Protesters Try To Storm Brooklyn Jail With Little Heat Or Electricity
[Latest:A federal judge will tour the jail after the crisis over power and heat.]
Protests at a federal jail in Brooklyn that has been without power and largely without heat for over a week boiled over on Sunday afternoon, when demonstrators stormed the jail. They were stopped by a line of correction officers inside the building who apparently drove them back with pepper spray.
There were no immediate reports of arrests, the police said, and out on the street in front of the jail, the Metropolitan Detention Center in Sunset Park, the protests, going on continuously since Saturday afternoon, quickly resumed.
The attempt to enter the jail happened just after noon when a woman, Yvonne Morilla, 51, of Queens, walked up to the door crying, “That’s my son! You got to let me go!” The scene devolved into a brief episode of chaos, with protesters pushing against the officers.
“We ain’t going nowhere!” a man yelled. A chant broke out: “Heat is a human right!”
After apparently getting sprayed, a woman fled the building, waving her hand in front of her face and coughing. The federal bureau of prisons did not immediately respond to a request for comment.
The jail, with more than 1,600 inmates, has been running on emergency electricity since a Jan. 27 electrical fire. Inmates have been on lockdown in freezing, dark cells.
“The situation is really, really a nightmare,” Representative Nydia M. Velázquez, a Democrat whose district includes the jail, said after visiting Saturday afternoon. “It is like living in a closet without lights.”
Officials, including Ms. Velázquez, who was initially denied a full tour of the facility on Friday night, stood on the stairs of the jail after their visit and spoke to a crowd of a few hundred that had gathered for a rally to demand that the inmates get heat, hot meals and be allowed to contact their families and lawyers.
Representative Jerrold Nadler, whose district includes parts of Brooklyn and Manhattan, denounced what he called a “total lack of urgency and concern” by the warden, Herman Quay, and jail management. Inmates who needed electrical power for sleep apnea machines were at risk of a stroke, Mr. Nadler noted.
When Mr. Nadler announced that contracted electricians had already left, and that power was unlikely to be restored over the weekend, the crowd grew angry.
The Federal Bureau of Prisons released a statement on Saturday night on behalf of the jail’s management, saying that a new electrical panel had been installed by an outside contractor that day and that the “facility is working to restore power as expeditiously as possible.” It expected work to be completed by Monday.
The statement continued: “Inmates have hot water for showers and hot water in the sinks in the cell. Essential personal hygiene items and medical services continue to be provided.”
On Friday night, a court order allowed the lead federal and public defender in the Brooklyn office, Deirdre von Dornum, to tour the jail for four hours. Because the electrical fire had knocked out the lights and outlets, inmates could not use computers to contact relatives or request prescription refills, including for psychiatric medications, she said.
As officials toured the prison on Saturday afternoon, the protesters outside, including many relatives of inmates there, marched around the jail chanting, “Where is the warden? Where is the heat?”
As a brass band played outside, inmates pounded on the narrow windows of their cells, in their own form of protest.
Away from the crowd, several families honked their car horns and lifted cardboard signs with messages such as “Alfredo We Love You,” searching the windows for a silhouette that might belong to a husband, father or boyfriend.
Many family members said they had not heard from relatives since last weekend and were not given any information when they called the jail. They learned about what was happening through Twitter and news reports.
Paola Gomez, 28, said she had not been able to reach her boyfriend inside the jail since last Friday. When she called the jail, she was told only that visiting hours had been canceled.
The wife of another inmate said she was told she could not send him a package containing blankets, even if she sent it through a third-party vendor such as Amazon.
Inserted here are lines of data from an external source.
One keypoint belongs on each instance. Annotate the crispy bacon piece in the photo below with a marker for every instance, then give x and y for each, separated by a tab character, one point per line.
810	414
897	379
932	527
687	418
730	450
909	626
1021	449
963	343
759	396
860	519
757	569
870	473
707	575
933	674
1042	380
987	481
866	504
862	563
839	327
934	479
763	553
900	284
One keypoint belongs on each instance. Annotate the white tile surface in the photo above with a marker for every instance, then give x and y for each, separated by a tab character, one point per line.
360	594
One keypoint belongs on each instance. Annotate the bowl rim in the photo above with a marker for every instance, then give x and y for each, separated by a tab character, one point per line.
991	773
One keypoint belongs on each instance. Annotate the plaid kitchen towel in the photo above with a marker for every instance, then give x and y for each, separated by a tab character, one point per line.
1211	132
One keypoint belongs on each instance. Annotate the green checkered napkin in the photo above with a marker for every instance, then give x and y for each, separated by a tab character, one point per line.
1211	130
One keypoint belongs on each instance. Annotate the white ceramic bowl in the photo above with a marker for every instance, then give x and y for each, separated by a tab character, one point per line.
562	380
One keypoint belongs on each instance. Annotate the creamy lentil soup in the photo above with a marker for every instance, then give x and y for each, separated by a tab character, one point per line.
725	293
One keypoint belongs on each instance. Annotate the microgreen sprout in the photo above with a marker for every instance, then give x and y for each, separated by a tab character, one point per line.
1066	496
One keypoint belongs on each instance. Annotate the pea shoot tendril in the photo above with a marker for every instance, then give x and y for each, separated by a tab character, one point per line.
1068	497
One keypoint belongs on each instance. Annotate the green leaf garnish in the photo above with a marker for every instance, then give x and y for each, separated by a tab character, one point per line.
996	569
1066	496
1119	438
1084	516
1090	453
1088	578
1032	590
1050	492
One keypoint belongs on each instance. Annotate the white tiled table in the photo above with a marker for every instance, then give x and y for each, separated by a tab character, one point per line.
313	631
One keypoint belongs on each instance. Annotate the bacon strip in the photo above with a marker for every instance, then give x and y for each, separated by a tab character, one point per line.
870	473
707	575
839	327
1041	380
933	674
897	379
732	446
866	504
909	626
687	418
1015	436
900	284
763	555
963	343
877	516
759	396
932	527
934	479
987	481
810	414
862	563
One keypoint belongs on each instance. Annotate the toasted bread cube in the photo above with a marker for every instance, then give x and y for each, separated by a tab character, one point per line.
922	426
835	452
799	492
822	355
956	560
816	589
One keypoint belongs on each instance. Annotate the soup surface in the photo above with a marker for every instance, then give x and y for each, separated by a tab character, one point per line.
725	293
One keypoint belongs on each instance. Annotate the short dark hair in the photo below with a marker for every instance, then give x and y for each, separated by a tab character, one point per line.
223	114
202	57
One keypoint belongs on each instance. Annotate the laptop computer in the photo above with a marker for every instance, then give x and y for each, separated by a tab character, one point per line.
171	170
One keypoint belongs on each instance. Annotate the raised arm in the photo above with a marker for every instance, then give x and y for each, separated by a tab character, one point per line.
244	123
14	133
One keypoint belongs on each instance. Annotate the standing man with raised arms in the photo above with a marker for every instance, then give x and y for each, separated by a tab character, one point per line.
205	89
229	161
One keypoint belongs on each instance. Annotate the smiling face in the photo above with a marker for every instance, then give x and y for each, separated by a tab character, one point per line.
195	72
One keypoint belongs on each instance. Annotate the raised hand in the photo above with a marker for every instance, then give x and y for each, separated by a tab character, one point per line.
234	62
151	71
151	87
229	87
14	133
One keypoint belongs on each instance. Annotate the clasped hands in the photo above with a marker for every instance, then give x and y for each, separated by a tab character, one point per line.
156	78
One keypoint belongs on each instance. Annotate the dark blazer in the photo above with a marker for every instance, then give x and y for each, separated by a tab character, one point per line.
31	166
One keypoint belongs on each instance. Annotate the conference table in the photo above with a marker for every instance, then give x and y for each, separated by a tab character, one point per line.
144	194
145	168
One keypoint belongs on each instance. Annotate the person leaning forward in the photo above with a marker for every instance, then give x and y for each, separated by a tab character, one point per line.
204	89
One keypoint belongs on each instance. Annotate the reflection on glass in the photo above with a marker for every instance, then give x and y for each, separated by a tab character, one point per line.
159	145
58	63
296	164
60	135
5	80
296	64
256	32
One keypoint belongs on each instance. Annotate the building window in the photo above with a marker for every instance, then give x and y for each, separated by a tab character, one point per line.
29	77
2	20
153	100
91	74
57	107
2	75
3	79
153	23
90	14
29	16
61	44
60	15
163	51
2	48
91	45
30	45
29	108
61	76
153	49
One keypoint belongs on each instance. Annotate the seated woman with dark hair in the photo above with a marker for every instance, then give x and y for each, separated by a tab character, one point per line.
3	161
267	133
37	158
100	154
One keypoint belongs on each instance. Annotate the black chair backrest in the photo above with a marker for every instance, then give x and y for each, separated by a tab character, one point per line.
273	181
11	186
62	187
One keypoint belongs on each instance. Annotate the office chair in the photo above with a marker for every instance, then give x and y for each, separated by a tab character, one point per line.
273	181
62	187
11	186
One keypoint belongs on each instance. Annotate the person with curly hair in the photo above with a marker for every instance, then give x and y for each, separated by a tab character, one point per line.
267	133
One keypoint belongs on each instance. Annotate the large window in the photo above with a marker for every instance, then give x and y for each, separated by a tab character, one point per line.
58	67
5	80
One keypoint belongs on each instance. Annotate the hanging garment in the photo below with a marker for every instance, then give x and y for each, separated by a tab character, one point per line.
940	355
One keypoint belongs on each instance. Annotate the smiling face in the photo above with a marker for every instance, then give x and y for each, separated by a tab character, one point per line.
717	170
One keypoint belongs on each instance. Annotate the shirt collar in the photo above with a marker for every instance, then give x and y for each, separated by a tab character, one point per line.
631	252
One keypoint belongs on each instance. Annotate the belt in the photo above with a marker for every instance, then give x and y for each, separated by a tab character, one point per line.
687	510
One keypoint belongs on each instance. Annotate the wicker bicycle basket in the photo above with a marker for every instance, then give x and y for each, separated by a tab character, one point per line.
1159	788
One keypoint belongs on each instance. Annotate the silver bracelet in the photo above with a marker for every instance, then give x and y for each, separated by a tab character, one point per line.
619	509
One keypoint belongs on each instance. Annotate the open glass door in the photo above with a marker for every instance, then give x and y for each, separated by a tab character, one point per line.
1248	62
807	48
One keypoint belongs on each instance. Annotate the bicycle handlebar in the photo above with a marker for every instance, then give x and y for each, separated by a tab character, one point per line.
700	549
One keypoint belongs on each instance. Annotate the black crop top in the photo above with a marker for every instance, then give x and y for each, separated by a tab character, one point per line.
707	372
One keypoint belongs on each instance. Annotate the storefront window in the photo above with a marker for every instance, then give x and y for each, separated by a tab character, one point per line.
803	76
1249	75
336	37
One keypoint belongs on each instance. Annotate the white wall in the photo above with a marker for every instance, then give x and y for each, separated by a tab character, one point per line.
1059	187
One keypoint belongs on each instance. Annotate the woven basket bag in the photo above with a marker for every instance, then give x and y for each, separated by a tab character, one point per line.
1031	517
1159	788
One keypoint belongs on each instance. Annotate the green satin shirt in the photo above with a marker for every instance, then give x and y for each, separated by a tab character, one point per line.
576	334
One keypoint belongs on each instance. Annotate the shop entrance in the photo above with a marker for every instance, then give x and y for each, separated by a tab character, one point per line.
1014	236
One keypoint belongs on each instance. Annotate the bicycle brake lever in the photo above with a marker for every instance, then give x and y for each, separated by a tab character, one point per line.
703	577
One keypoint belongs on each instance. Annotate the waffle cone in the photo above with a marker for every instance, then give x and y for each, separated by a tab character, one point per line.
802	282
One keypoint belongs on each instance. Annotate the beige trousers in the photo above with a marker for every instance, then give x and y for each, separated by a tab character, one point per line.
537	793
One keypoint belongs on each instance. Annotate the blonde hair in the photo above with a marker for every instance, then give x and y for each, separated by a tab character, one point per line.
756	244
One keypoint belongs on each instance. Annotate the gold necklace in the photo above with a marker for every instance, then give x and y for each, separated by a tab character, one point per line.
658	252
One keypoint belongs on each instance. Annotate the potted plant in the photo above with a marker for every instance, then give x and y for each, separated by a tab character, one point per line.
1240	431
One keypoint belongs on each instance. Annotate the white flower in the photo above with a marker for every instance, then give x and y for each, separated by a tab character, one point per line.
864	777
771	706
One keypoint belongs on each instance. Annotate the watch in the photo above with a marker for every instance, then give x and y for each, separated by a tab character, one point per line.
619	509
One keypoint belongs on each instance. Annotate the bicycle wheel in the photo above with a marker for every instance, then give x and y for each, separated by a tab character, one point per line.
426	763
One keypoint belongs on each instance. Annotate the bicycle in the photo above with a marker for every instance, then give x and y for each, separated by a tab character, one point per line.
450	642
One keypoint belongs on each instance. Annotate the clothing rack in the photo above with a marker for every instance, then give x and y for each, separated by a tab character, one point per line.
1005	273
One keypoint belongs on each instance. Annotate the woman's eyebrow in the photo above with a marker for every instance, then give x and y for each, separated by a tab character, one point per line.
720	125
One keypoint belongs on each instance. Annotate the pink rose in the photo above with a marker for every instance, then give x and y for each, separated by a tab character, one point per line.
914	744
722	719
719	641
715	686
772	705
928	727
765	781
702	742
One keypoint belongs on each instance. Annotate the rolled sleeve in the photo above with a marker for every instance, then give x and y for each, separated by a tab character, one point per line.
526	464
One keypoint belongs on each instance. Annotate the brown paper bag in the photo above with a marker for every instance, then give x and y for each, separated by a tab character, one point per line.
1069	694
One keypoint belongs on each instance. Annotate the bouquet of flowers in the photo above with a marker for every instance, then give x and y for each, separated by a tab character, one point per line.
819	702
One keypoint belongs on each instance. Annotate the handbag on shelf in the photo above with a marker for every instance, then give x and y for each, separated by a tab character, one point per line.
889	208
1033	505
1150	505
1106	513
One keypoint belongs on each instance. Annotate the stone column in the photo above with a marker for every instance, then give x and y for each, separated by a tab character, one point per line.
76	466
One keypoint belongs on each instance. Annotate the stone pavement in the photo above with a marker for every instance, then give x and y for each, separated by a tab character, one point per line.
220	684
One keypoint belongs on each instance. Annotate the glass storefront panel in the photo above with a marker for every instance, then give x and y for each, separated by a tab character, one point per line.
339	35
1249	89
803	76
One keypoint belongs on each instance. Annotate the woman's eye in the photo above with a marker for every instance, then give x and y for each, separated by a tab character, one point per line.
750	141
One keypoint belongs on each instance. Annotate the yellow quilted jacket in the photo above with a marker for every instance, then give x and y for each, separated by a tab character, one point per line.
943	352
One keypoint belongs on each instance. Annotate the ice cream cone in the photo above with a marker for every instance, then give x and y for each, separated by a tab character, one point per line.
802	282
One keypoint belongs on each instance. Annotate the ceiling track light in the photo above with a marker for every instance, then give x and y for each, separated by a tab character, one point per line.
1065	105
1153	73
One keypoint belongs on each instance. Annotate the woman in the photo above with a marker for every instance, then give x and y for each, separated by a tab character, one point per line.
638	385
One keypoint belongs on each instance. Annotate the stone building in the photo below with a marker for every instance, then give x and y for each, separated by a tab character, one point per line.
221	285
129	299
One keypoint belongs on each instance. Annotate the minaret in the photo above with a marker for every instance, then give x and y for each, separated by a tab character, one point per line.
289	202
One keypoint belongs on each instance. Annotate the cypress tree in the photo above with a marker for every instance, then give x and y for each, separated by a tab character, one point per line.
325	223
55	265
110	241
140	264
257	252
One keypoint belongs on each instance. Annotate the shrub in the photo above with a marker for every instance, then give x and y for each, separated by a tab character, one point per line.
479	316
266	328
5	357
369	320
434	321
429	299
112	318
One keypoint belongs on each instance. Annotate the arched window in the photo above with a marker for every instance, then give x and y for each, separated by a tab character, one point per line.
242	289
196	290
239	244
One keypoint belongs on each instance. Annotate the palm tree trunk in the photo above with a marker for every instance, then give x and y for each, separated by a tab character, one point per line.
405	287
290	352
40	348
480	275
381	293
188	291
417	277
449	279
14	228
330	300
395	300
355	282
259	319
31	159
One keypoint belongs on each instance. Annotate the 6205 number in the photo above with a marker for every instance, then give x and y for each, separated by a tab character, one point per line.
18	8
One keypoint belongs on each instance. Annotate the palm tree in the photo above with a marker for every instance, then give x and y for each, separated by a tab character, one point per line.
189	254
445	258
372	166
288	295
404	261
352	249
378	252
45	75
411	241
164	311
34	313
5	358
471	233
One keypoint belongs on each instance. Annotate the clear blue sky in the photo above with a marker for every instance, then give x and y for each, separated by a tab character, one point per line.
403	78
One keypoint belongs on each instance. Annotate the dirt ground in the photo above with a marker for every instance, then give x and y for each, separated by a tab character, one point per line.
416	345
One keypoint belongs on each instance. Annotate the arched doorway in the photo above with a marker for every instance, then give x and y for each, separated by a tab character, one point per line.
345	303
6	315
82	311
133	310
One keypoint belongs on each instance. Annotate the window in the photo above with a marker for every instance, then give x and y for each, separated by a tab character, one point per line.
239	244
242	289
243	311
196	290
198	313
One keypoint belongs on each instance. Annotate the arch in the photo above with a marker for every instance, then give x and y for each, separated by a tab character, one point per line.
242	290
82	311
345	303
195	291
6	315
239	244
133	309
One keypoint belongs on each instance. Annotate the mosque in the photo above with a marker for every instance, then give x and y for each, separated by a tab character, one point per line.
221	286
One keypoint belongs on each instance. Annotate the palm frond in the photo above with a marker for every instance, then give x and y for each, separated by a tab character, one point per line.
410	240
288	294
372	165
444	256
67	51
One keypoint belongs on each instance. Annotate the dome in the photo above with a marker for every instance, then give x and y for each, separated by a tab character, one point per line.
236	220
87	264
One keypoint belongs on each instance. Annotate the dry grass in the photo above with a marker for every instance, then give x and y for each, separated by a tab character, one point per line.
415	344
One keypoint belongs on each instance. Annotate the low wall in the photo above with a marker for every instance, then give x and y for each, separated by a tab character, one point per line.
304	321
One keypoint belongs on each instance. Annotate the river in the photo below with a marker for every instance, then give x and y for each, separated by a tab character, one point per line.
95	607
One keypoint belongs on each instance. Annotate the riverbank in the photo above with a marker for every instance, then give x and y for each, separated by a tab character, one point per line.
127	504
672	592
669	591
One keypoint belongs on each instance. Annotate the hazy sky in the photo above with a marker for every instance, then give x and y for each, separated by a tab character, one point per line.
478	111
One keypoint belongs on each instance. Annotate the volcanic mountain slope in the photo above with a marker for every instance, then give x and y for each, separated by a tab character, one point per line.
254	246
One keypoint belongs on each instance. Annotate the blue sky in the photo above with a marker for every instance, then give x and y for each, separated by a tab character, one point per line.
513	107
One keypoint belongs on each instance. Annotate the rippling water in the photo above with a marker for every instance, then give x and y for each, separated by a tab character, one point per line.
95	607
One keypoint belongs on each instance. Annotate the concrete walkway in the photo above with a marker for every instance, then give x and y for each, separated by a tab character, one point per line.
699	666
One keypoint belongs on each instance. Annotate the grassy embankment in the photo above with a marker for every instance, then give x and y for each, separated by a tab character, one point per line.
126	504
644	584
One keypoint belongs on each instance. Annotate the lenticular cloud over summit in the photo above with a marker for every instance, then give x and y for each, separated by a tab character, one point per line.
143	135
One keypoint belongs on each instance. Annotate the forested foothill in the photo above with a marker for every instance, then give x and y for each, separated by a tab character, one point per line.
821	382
The cells lie on the perimeter of the building, which allows inmates to see out into the surrounding streets but has also contributed to the cold conditions.
Elected officials said jail officials rejected an offer by the city to supply emergency generators and emergency blankets. On Saturday evening, Mayor Bill de Blasio said on Twitter that the city was sending trucks with hundreds of blankets and hand warmers to the jail and that generators were on the way “whether they like it or not.”
The statement by the Bureau of Prisons said that the blankets supplied by the city would be accepted.
Speaking through union representatives, facilities workers explained that the lack of power and heat were the result of a perfect storm: The electrical panel that had gone on the fritz received power from Con Edison, and when it caught fire, the generator switch melted, too, preventing the building from switching to generator power.
Also, the heating and cooling system had been designed in such a way that the units that pull hot water up from the jail’s boilers lie near exterior walls, and their coils often freeze and break when temperatures plunge below freezing, as they did last month.
“There are structural issues with the building,” Ms. Velázquez said.
Elected officials promised to push the jail management to get electricians to work around the clock to restore power. Ms. Velázquez said that if power was not restored, she would push to have judges issue a court order to have the inmates moved to another facility.